High Throughput Bioanalyser Platform Features
Caliper - Labchip GX
  • High throughput bioanalyser with 96 and 384 well compatibility
  • Asseses RNA quality and gives exact sizing and quantification of DNA fragments.
  • Can analyse 96 samples in less than 1 hour
  • RNA metrics are used to calculate the RGS value (RNA quality score) which has been validated to correlate with the agilent bioanalyser RIN score. This would be beneficial since users are already familiar with a RIN value for assessing RNA quality.
  • Resolution down to 5bp and sensitivity of 0.1 ng/ul
  • Can visualise the results on electropherogram or gel view similar to Agilent 2100.
  • Data can be viewed in tabular form which can be easily exported/uploaded onto our LIMS system.
  • High sensitivity kit also available
  • There is a barcode reader for sample tracking which would be important when running large numbers of samples.
Shimadzu Biotech – MCE 202 MultiNa
  • This is a microchip electrophoresis system for DNA/RNA analysis.
  • Reusable microchips are used which could reduce running and consumable costs.
  • 120 samples can be run simultaneously across 4 separate microchips with 80 seconds per sample processing speed.
  • It can also perform automatic or manual reanalysis of the samples as seen with the agilent bioanalyser and can export the results in a csv. format.

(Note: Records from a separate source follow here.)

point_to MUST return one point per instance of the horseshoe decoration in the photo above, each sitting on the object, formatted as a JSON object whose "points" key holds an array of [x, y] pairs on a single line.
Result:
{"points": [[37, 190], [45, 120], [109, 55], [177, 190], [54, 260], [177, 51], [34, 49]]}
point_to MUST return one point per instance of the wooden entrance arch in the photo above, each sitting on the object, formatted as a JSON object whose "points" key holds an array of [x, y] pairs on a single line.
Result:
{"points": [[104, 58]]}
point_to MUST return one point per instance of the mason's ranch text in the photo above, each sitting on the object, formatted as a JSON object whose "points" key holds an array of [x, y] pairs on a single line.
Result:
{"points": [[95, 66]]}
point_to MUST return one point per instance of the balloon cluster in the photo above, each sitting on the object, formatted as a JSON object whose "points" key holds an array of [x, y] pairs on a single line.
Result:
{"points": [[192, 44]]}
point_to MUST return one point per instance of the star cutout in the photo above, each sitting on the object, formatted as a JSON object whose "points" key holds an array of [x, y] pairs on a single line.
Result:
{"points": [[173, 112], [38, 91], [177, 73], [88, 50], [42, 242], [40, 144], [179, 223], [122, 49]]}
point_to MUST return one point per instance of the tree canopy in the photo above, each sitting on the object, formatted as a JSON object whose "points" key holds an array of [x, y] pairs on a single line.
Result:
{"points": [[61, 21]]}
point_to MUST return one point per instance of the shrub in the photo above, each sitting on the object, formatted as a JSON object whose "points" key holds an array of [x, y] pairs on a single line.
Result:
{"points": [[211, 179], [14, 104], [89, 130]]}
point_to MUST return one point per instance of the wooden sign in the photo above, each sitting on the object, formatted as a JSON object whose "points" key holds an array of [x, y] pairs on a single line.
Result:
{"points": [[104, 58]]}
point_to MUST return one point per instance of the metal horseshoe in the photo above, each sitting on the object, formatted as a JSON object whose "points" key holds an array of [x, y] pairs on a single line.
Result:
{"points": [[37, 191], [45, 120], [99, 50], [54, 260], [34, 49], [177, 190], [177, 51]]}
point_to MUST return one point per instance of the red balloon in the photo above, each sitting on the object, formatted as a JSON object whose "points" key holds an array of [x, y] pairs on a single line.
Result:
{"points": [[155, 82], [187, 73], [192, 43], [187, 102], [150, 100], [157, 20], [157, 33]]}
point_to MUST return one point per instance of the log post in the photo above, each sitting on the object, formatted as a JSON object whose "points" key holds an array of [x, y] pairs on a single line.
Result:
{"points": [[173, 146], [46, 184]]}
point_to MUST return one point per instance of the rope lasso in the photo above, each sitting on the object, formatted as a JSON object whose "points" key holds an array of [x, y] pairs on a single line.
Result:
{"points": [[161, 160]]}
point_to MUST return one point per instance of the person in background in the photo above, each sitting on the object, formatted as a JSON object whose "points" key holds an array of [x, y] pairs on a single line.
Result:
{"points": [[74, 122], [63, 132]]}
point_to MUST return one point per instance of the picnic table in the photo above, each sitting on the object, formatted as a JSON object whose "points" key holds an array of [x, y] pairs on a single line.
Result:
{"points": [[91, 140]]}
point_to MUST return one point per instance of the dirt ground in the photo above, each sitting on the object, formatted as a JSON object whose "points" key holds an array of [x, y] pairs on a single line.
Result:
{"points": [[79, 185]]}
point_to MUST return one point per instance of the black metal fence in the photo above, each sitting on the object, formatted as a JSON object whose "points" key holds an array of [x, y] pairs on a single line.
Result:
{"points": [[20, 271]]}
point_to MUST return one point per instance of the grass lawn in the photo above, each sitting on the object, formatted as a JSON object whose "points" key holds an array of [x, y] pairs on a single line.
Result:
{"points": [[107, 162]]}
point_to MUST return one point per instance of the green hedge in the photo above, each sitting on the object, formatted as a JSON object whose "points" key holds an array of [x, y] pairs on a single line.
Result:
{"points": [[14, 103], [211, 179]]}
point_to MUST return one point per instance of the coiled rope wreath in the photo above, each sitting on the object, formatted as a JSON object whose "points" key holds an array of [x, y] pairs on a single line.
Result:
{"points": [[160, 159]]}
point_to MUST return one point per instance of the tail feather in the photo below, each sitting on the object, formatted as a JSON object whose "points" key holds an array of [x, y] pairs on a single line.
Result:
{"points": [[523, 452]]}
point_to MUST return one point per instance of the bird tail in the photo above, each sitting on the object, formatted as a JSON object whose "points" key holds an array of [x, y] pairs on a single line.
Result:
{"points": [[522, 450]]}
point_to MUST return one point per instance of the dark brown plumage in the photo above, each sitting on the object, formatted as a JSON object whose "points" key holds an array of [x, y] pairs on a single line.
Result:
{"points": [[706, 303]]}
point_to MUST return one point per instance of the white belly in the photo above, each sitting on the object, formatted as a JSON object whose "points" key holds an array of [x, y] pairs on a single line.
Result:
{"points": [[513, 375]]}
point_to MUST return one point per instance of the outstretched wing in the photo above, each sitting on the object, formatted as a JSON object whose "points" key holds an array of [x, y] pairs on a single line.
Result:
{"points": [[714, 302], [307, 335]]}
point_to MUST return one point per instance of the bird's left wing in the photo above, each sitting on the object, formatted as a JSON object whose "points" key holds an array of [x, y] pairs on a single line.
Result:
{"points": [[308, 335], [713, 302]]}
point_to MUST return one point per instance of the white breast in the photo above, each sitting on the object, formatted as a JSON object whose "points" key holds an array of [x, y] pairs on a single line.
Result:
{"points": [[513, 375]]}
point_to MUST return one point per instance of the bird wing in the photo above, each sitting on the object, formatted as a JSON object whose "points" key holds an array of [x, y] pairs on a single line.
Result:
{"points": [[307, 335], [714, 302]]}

lab901 Agilent - Screentape
  • The Lab901 ScreenTape system is a fully automated system for gel electrophoresis. The ScreenTape instrument loads, separates, images and analyses both DNA and RNA samples. It does this by loading each sample onto a screentape each of which contain 16 microgels which align to built in electrodes and imaging system.
  • Only 1 ul of sample is required and analysis takes 1 minute per sample. It is fully automated with prepacked reagents so there is no gel preparation or chip priming.
  • Different screentapes are available for DNA and RNA analysis.
  • For RNA analysis, quality is displayed as the screentape degradation value (SDV)
Qiagen- QIAxcel system
  • A microcapillary electrophoresis system, which is fully automated and can process up to 96 samples per run. Separation is performed in a capillary of precast gel cartridge which are reusable.
  • Sensitivity of 0.1ng/ul Resolution down to 3-5 bp.
  • Sample consumption is less than 0.1ul, although the minimum sample volume to load for analysis is 10ul.
  • 96 samples can be processed in approximately 1 hour.
  • The data can be viewed as electropherogram or gel images.
Advanced Analytical –Fragment Analyser
  • is a fluorescence-based capillary electrophoresis instrument for both sizing and quantifying nucleic acids (DNA and RNA).
  • Can run either 12 samples or 96 samples at a time
  • The instrument provides space for up to six 96-well plates
  • Can be used to quantify and qualify NGS fragments, RNA, genomic DNA and also for mutation detection, Microsatellite (SSR) analysis.
  • Various capillary lengths can be used, depending on the application, required resolution and desired speed of analysis. Longer arrays provide resolution down to 2 bp for fragments under 300 bp in length. Shorter arrays still provide good resolution with run times as fast as 15 minutes
  • PROSize™ software is used to analyse the data and this can be viewed as a gel view, electropherogram or a results table.
  • The data is exportable and can be linked to the LIMS.